Building Activity figures released today by the ABS clearly indicate that the decline in housing activity which threatens to impact the economy across jobs, tax and demand-equivalent supply is gathering pace.
Dwelling units commenced dropped by 20 per cent year-on-year from 230,522 commencements a year ago to 196,867 for the year ending 30 June 2019.
Nicholas Proud, CEO of PowerHousing Australia, which represents 34 of Australia’s largest Tier One and scale-growth Community Housing Providers, said “the latest ABS Building Activity figures show that there is a vacuum of 35,000 homes that are not being built going forward, which holds serious ramifications for jobs, taxes and valuable supply with such a significant drop in activity.
“With around 40 trades and subtrades receiving work from every new house delivered, we today say goodbye to around 1.4 million future trade and para professional engagements lost for good as the number of new homes drop by 35,000 dwellings on the previous year.
“As Australia shifts back from the meteoric 230,000 home starts down by potentially 70,000 fewer homes delivered in 2022, prices may rapidly rise again once supply drops below the 180,000 homes roughly needed annually to support the demand.
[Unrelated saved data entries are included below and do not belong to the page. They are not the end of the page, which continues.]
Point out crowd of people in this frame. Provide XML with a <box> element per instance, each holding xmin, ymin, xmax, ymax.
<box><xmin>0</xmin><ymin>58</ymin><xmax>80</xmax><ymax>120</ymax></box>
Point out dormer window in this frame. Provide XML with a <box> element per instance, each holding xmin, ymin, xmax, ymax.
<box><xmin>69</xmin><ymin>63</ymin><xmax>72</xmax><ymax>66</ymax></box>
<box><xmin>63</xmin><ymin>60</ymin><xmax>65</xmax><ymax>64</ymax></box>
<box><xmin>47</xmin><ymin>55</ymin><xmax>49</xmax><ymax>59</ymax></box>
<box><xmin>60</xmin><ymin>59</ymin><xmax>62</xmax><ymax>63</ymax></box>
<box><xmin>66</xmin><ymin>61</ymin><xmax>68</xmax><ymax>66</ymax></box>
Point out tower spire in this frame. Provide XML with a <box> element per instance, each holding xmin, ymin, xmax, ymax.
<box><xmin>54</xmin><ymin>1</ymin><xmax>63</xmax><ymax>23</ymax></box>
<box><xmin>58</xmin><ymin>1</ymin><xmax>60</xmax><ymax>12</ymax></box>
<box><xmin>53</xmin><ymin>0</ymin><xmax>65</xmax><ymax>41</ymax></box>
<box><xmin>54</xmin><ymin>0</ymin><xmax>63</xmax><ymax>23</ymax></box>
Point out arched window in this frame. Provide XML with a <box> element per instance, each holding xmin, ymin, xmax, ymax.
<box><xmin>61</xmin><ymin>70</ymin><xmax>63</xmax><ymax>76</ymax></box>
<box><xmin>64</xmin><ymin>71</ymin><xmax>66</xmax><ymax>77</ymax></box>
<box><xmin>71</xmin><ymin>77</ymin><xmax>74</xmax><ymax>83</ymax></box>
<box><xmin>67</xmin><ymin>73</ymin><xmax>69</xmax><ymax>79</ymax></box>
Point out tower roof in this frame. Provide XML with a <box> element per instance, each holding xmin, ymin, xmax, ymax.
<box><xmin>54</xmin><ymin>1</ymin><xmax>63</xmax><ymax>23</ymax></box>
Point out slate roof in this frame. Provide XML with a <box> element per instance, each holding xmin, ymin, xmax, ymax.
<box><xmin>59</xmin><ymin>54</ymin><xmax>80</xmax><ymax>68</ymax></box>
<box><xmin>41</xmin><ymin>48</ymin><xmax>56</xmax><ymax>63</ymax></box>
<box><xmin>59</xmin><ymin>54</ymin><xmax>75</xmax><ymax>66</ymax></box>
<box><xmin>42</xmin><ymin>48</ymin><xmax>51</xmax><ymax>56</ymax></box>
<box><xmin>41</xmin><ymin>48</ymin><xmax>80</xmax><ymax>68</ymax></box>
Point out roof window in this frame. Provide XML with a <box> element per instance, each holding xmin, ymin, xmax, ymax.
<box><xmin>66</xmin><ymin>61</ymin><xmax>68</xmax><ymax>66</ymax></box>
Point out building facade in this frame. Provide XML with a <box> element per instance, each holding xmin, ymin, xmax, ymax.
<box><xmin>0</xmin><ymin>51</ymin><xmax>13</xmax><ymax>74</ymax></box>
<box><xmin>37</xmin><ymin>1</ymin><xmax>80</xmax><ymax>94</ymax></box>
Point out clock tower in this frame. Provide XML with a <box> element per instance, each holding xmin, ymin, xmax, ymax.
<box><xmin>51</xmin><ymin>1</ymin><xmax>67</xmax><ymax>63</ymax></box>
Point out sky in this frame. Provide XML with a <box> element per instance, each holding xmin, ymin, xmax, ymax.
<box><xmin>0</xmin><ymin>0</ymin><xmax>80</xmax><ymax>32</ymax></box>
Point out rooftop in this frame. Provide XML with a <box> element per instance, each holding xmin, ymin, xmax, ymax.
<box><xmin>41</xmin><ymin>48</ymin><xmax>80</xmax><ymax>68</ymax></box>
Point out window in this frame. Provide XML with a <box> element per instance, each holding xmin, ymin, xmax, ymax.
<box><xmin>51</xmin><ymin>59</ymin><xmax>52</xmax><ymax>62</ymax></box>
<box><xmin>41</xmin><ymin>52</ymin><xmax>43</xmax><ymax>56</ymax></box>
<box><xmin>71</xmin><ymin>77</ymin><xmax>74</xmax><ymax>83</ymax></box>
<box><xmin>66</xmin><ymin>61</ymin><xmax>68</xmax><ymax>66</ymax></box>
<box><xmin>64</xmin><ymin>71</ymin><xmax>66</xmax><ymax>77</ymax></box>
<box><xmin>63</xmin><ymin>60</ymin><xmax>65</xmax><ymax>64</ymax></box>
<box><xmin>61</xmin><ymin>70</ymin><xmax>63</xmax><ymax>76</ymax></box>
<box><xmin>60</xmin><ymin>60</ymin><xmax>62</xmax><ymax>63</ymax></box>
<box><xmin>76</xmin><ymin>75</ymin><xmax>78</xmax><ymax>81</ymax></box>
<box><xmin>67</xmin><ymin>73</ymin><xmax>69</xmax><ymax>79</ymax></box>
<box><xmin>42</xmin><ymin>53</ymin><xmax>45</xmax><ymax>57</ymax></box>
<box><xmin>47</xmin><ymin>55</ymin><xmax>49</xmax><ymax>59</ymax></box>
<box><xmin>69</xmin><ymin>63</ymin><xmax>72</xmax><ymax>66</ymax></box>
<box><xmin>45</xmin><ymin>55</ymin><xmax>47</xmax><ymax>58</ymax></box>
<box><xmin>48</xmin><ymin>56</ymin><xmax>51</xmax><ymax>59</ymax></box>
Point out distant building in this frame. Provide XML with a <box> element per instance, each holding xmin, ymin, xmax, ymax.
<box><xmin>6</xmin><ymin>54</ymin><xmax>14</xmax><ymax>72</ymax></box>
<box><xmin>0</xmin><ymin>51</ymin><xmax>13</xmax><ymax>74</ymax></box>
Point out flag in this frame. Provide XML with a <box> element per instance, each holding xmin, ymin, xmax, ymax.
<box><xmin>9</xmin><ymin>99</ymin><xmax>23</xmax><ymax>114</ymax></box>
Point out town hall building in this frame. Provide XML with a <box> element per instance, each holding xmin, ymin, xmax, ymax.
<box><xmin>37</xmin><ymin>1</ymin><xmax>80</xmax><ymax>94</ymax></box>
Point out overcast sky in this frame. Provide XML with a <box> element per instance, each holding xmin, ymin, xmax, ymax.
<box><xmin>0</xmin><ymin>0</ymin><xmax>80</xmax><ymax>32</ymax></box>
The risk is that if supply declines below demand once again and we don’t build enough homes to meet population needs, then excessive price rises will recommence above already unaffordable levels.
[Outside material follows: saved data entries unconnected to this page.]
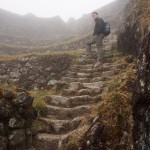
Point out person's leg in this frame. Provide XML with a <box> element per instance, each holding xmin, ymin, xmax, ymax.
<box><xmin>86</xmin><ymin>36</ymin><xmax>96</xmax><ymax>56</ymax></box>
<box><xmin>95</xmin><ymin>34</ymin><xmax>105</xmax><ymax>62</ymax></box>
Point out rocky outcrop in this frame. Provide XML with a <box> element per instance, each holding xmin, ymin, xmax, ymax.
<box><xmin>117</xmin><ymin>0</ymin><xmax>149</xmax><ymax>55</ymax></box>
<box><xmin>133</xmin><ymin>29</ymin><xmax>150</xmax><ymax>150</ymax></box>
<box><xmin>0</xmin><ymin>83</ymin><xmax>34</xmax><ymax>150</ymax></box>
<box><xmin>0</xmin><ymin>54</ymin><xmax>72</xmax><ymax>90</ymax></box>
<box><xmin>118</xmin><ymin>0</ymin><xmax>150</xmax><ymax>149</ymax></box>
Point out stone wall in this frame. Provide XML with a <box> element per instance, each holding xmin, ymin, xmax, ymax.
<box><xmin>118</xmin><ymin>0</ymin><xmax>150</xmax><ymax>149</ymax></box>
<box><xmin>0</xmin><ymin>83</ymin><xmax>33</xmax><ymax>150</ymax></box>
<box><xmin>0</xmin><ymin>54</ymin><xmax>72</xmax><ymax>90</ymax></box>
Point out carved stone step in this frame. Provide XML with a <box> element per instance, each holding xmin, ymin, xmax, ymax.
<box><xmin>45</xmin><ymin>95</ymin><xmax>95</xmax><ymax>108</ymax></box>
<box><xmin>61</xmin><ymin>77</ymin><xmax>89</xmax><ymax>83</ymax></box>
<box><xmin>77</xmin><ymin>72</ymin><xmax>92</xmax><ymax>78</ymax></box>
<box><xmin>71</xmin><ymin>64</ymin><xmax>93</xmax><ymax>69</ymax></box>
<box><xmin>82</xmin><ymin>81</ymin><xmax>104</xmax><ymax>89</ymax></box>
<box><xmin>101</xmin><ymin>69</ymin><xmax>121</xmax><ymax>77</ymax></box>
<box><xmin>65</xmin><ymin>72</ymin><xmax>92</xmax><ymax>78</ymax></box>
<box><xmin>91</xmin><ymin>77</ymin><xmax>106</xmax><ymax>82</ymax></box>
<box><xmin>69</xmin><ymin>67</ymin><xmax>103</xmax><ymax>74</ymax></box>
<box><xmin>46</xmin><ymin>105</ymin><xmax>91</xmax><ymax>120</ymax></box>
<box><xmin>76</xmin><ymin>58</ymin><xmax>96</xmax><ymax>65</ymax></box>
<box><xmin>68</xmin><ymin>82</ymin><xmax>82</xmax><ymax>91</ymax></box>
<box><xmin>34</xmin><ymin>133</ymin><xmax>68</xmax><ymax>150</ymax></box>
<box><xmin>39</xmin><ymin>117</ymin><xmax>82</xmax><ymax>134</ymax></box>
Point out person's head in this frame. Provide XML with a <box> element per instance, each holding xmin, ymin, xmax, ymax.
<box><xmin>92</xmin><ymin>12</ymin><xmax>99</xmax><ymax>20</ymax></box>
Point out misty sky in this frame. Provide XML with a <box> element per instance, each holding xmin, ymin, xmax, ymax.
<box><xmin>0</xmin><ymin>0</ymin><xmax>114</xmax><ymax>21</ymax></box>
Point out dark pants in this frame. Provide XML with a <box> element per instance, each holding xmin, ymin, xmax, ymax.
<box><xmin>86</xmin><ymin>34</ymin><xmax>105</xmax><ymax>61</ymax></box>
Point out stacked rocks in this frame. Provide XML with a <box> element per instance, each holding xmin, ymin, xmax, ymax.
<box><xmin>0</xmin><ymin>89</ymin><xmax>33</xmax><ymax>150</ymax></box>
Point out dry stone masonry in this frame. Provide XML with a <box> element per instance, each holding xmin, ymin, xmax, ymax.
<box><xmin>0</xmin><ymin>85</ymin><xmax>34</xmax><ymax>150</ymax></box>
<box><xmin>0</xmin><ymin>54</ymin><xmax>72</xmax><ymax>90</ymax></box>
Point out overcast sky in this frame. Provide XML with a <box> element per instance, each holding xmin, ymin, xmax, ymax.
<box><xmin>0</xmin><ymin>0</ymin><xmax>114</xmax><ymax>21</ymax></box>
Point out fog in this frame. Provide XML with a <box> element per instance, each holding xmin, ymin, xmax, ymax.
<box><xmin>0</xmin><ymin>0</ymin><xmax>114</xmax><ymax>21</ymax></box>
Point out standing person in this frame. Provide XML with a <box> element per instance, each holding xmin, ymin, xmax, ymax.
<box><xmin>86</xmin><ymin>12</ymin><xmax>105</xmax><ymax>66</ymax></box>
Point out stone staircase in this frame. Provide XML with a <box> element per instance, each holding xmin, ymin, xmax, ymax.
<box><xmin>33</xmin><ymin>35</ymin><xmax>122</xmax><ymax>150</ymax></box>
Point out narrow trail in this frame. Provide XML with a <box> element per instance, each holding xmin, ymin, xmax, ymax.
<box><xmin>33</xmin><ymin>34</ymin><xmax>122</xmax><ymax>150</ymax></box>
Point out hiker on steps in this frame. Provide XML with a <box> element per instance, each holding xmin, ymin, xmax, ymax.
<box><xmin>86</xmin><ymin>12</ymin><xmax>106</xmax><ymax>67</ymax></box>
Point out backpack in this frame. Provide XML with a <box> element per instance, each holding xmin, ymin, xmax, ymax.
<box><xmin>103</xmin><ymin>22</ymin><xmax>110</xmax><ymax>36</ymax></box>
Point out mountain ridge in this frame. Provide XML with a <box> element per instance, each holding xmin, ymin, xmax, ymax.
<box><xmin>0</xmin><ymin>0</ymin><xmax>129</xmax><ymax>48</ymax></box>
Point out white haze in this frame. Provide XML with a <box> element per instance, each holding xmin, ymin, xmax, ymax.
<box><xmin>0</xmin><ymin>0</ymin><xmax>114</xmax><ymax>21</ymax></box>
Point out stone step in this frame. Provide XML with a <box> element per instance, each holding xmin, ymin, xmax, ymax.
<box><xmin>46</xmin><ymin>105</ymin><xmax>91</xmax><ymax>120</ymax></box>
<box><xmin>70</xmin><ymin>64</ymin><xmax>93</xmax><ymax>70</ymax></box>
<box><xmin>77</xmin><ymin>89</ymin><xmax>94</xmax><ymax>96</ymax></box>
<box><xmin>92</xmin><ymin>72</ymin><xmax>102</xmax><ymax>78</ymax></box>
<box><xmin>62</xmin><ymin>89</ymin><xmax>77</xmax><ymax>96</ymax></box>
<box><xmin>69</xmin><ymin>68</ymin><xmax>93</xmax><ymax>73</ymax></box>
<box><xmin>68</xmin><ymin>82</ymin><xmax>82</xmax><ymax>91</ymax></box>
<box><xmin>61</xmin><ymin>77</ymin><xmax>90</xmax><ymax>83</ymax></box>
<box><xmin>76</xmin><ymin>58</ymin><xmax>96</xmax><ymax>65</ymax></box>
<box><xmin>65</xmin><ymin>72</ymin><xmax>92</xmax><ymax>78</ymax></box>
<box><xmin>39</xmin><ymin>117</ymin><xmax>82</xmax><ymax>134</ymax></box>
<box><xmin>62</xmin><ymin>88</ymin><xmax>103</xmax><ymax>97</ymax></box>
<box><xmin>77</xmin><ymin>72</ymin><xmax>92</xmax><ymax>78</ymax></box>
<box><xmin>34</xmin><ymin>124</ymin><xmax>91</xmax><ymax>150</ymax></box>
<box><xmin>103</xmin><ymin>53</ymin><xmax>114</xmax><ymax>59</ymax></box>
<box><xmin>101</xmin><ymin>69</ymin><xmax>121</xmax><ymax>77</ymax></box>
<box><xmin>69</xmin><ymin>67</ymin><xmax>102</xmax><ymax>74</ymax></box>
<box><xmin>45</xmin><ymin>95</ymin><xmax>96</xmax><ymax>108</ymax></box>
<box><xmin>61</xmin><ymin>77</ymin><xmax>78</xmax><ymax>83</ymax></box>
<box><xmin>91</xmin><ymin>76</ymin><xmax>107</xmax><ymax>82</ymax></box>
<box><xmin>34</xmin><ymin>133</ymin><xmax>68</xmax><ymax>150</ymax></box>
<box><xmin>82</xmin><ymin>81</ymin><xmax>104</xmax><ymax>90</ymax></box>
<box><xmin>103</xmin><ymin>66</ymin><xmax>122</xmax><ymax>72</ymax></box>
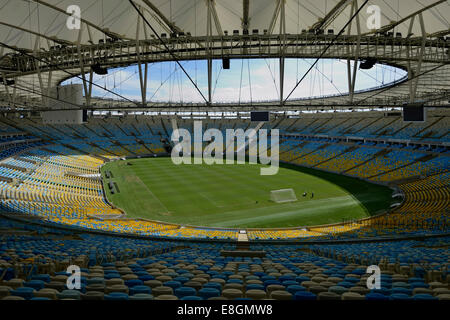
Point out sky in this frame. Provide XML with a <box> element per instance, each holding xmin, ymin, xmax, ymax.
<box><xmin>63</xmin><ymin>58</ymin><xmax>407</xmax><ymax>104</ymax></box>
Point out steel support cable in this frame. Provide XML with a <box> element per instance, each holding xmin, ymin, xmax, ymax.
<box><xmin>302</xmin><ymin>58</ymin><xmax>343</xmax><ymax>96</ymax></box>
<box><xmin>284</xmin><ymin>0</ymin><xmax>370</xmax><ymax>104</ymax></box>
<box><xmin>264</xmin><ymin>58</ymin><xmax>279</xmax><ymax>98</ymax></box>
<box><xmin>0</xmin><ymin>41</ymin><xmax>139</xmax><ymax>107</ymax></box>
<box><xmin>128</xmin><ymin>0</ymin><xmax>209</xmax><ymax>105</ymax></box>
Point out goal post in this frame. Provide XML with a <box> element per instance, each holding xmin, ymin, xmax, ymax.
<box><xmin>270</xmin><ymin>188</ymin><xmax>297</xmax><ymax>203</ymax></box>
“Whilst the current commencements for the past year remain high, the downward trend and velocity of the drop must not be ignored otherwise recent small but positive affordability gains will be lost.
“Ten years ago Australia commenced only 132,501 dwellings to the year ending 30 June 2009, which fuelled price spikes across Australia and decimated housing affordability to levels that we have as a legacy today.
“Affordable housing is one of the last growth levers that can be pulled to reduce the housing commencement downturn. With the emerging Community Housing Provider sector increasing its size of development and management substantially over the past 5 years we are seeing supply solutions built by these organisations in this emerging social and affordable asset class.
“If given the right incentive such as property transfer, concession to provide rentals at more affordable below market levels with government guarantee then there is a global wave of international, institutional and domestic environmental, social and governance investment that could emerge to see new pre-commitment to scale developments underpin falling supply.
“In addition to the NHFIC Bond Aggregator, the activation of the soon-to-operate NHFIC Research House will also support new innovative financing mechanisms to the deliver the additional homes that will be needed in 2020-22.
“With the Federal Government now assigning three ministries to housing, this building activity data demonstrates the need for best practice options for delivering affordable homes to drive new commencements, halt the decline and support the overall economy.